No Mercado de Trabalho a violência contra a mulher gera absenteísmo, queda de produtividade e dificuldade de ascensão, com impactos de curto e longo prazo sobre o capital humano e a renda (Carvalho & Oliveira, 2016).

Assumimos como referência a Economia Feminista que articula raça, classe e gênero, valoriza epistemologias e propõe uma abordagem interdisciplinar para compreender a violência em suas múltiplas dimensões — doméstica, laboral, institucional, política, digital e social. Para superar esta desigualdade exige-se reconhecer a centralidade da economia do cuidado, ainda invisível nas contas nacionais, e enfrentar as barreiras impostas às mulheres em carreiras em ciência, tecnologia, engenharia, matemática (STEM), economia, liderança e empreendedorismo.
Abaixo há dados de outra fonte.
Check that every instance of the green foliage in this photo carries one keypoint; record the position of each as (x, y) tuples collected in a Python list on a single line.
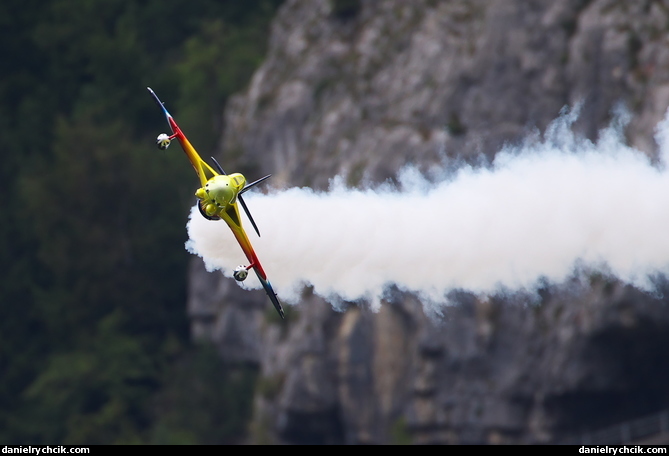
[(204, 401), (92, 298)]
A carga desigual de tempo de trabalho entre homens e mulheres é expressiva. As mulheres dedicam até 23h em média de horas semanais a cuidados e afazeres domésticos, contra 11 horas dos homens. Essa sobrecarga limita a participação plena das mulheres no mercado de trabalho e na vida política. Desta forma, observamos os resultados dos efeitos macroeconômicos de longo prazo: a violência e a desigualdade de gênero implicam em perda de talentos, retração do consumo, redução da arrecadação fiscal e menor investimento público produtivo, dado o redirecionamento de recursos para saúde, assistência e justiça.

É necessário equidade também no trabalho doméstico e de cuidado, com ampliação, por exemplo, da licença paternidade e participação nas atividades domésticas e de responsabilidade familiar.

Diante desse quadro, reafirmamos nosso compromisso em:

a) Reconhecer a violência de gênero como entrave ao desenvolvimento, ao crescimento do Produto Interno Bruto (PIB) e à democracia efetiva;

b) Defender políticas de cuidado com orçamento adequado, como o Plano Nacional de Cuidados e a Lei da Igualdade Salarial e Laboral;

c) Garantir crédito justo e inclusivo às mulheres empreendedoras, eliminando discriminações que resultam em juros mais altos;

d) Valorizar e contabilizar o trabalho de cuidado não remunerado na economia brasileira;

e) Promover a participação feminina em espaços de decisão política, acadêmica e econômica, com paridade efetiva;

f) Fortalecer as Comissões de Mulheres Economistas no Sistema Cofecon/Corecons, ampliando redes de apoio e articulação nacional.

De acordo com o exposto, a Carta de Salvador reafirma que não há desenvolvimento econômico possível enquanto a violência e a desigualdade de gênero persistirem. Cada mulher silenciada representa injustiça social e perda econômica. Logo, não somente as mulheres devem participar dessa jornada rumo à liberdade e equidade: faz-se necessária também a participação ativa dos homens e todos os gêneros, juntamente com o setor público.

É urgente transformar a indignação em políticas públicas, o diagnóstico em ação e os custos da violência em investimento e igualdade.